Una dinastía ha nacido en el ralismo costarricense, luego de que el piloto Javier Valverde obtuviera el domingo anterior su quinto título consecutivo en la disciplina.
Valverde, nacido en Alajuela, ganó la categoría N3 (autos de 1.601 a 2.000 centímetros cúbicos –cc–) tras disputarse la final del campeonato de ralis en la hacienda La Ponderosa, en Guanacaste.
A este triunfo, Valverde suma los tres que obtuvo en la N1 (0 a 1.400 cc) en el 2002, 2003, y 2004, y el de la N2 (1.401 a 1.600) en el 2005.
“Creo que la clave es mi constancia; de 38 ralis que he corrido llevo 31 victorias, lo cual es bastante bueno”, dijo Valverde.
Aparte de los 31 triunfos el hombre de la escudería Toyota acumula dos segundos puestos, un tercero y cuatro abandonos.
“El domingo teníamos dos puntos de ventaja ante Erick Xirinach antes de empezar el rali, así que nos cuidamos un poco”.
El camino hacia la quinta corona se le despejó a Valverde y Leonardo Hoffmaister, su copiloto, debido a que Xirinach (Hyundai Tiburón) se quedó en la primera etapa especial del día porque se salió en una curva del difícil circuito.
Con ello, el pentacampeón se dedicó a cuidar el vehículo.
Al final de los siete tramos cronometrados, Rafael Zamora y Rodrigo Quirós, en un Peugeot, fueron los triunfadores de la jornada.
“ Rafa (Zamora) lo hizo bien y la verdad es que mereció el triunfo”.

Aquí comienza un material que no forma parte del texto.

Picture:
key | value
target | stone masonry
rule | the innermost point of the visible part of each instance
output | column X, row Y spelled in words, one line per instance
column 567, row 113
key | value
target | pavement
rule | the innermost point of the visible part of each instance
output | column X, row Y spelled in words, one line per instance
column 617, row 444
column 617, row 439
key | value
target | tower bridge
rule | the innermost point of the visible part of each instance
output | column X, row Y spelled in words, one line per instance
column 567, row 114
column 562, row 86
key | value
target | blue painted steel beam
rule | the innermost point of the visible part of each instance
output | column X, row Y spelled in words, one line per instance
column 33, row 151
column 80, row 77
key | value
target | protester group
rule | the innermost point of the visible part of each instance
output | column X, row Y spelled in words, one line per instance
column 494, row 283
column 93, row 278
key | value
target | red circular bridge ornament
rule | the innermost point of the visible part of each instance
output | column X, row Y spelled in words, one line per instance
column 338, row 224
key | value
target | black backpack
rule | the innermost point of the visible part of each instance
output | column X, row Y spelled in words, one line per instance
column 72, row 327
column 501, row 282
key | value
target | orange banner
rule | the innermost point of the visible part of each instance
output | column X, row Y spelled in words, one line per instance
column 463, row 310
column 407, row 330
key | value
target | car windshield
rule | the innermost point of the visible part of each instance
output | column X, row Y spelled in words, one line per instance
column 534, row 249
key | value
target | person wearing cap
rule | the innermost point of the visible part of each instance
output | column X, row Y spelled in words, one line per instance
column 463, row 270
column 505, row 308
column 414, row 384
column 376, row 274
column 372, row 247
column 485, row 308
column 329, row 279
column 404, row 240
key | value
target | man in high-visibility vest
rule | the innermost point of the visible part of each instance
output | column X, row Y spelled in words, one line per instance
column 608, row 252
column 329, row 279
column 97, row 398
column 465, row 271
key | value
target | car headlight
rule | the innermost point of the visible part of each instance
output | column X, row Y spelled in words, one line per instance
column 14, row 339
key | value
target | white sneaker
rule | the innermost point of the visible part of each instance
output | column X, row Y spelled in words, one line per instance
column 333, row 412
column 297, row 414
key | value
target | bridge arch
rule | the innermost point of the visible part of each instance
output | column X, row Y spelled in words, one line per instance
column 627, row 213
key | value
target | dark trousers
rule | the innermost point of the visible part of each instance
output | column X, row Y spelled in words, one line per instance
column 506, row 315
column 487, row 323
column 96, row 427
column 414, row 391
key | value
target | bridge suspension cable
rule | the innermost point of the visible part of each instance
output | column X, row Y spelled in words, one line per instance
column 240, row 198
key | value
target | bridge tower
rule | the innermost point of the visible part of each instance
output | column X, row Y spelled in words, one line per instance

Nuevo auto. Con el objetivo de mantenerse en la cima, Valverde confirmó ayer su intención de comprar un vehículo nuevo para el 2007.
Se trata de un Toyota Yaris TS de 1.800 cc producido en Europa.
En las seis jornadas del año, el campeón finalizó tercero en la primera, abandonó en la segunda, primero en las tres siguientes y segundo en la final del domingo.
Aparte de monarca en la N 3, Valverde alcanzó la victoria en la clase de producción, creada por la Asociación Organizadora de Ralis para incentivar a las agencias. Esto debido a que esta temporada se eliminó la N4, donde se usaban carros de alto presupuesto.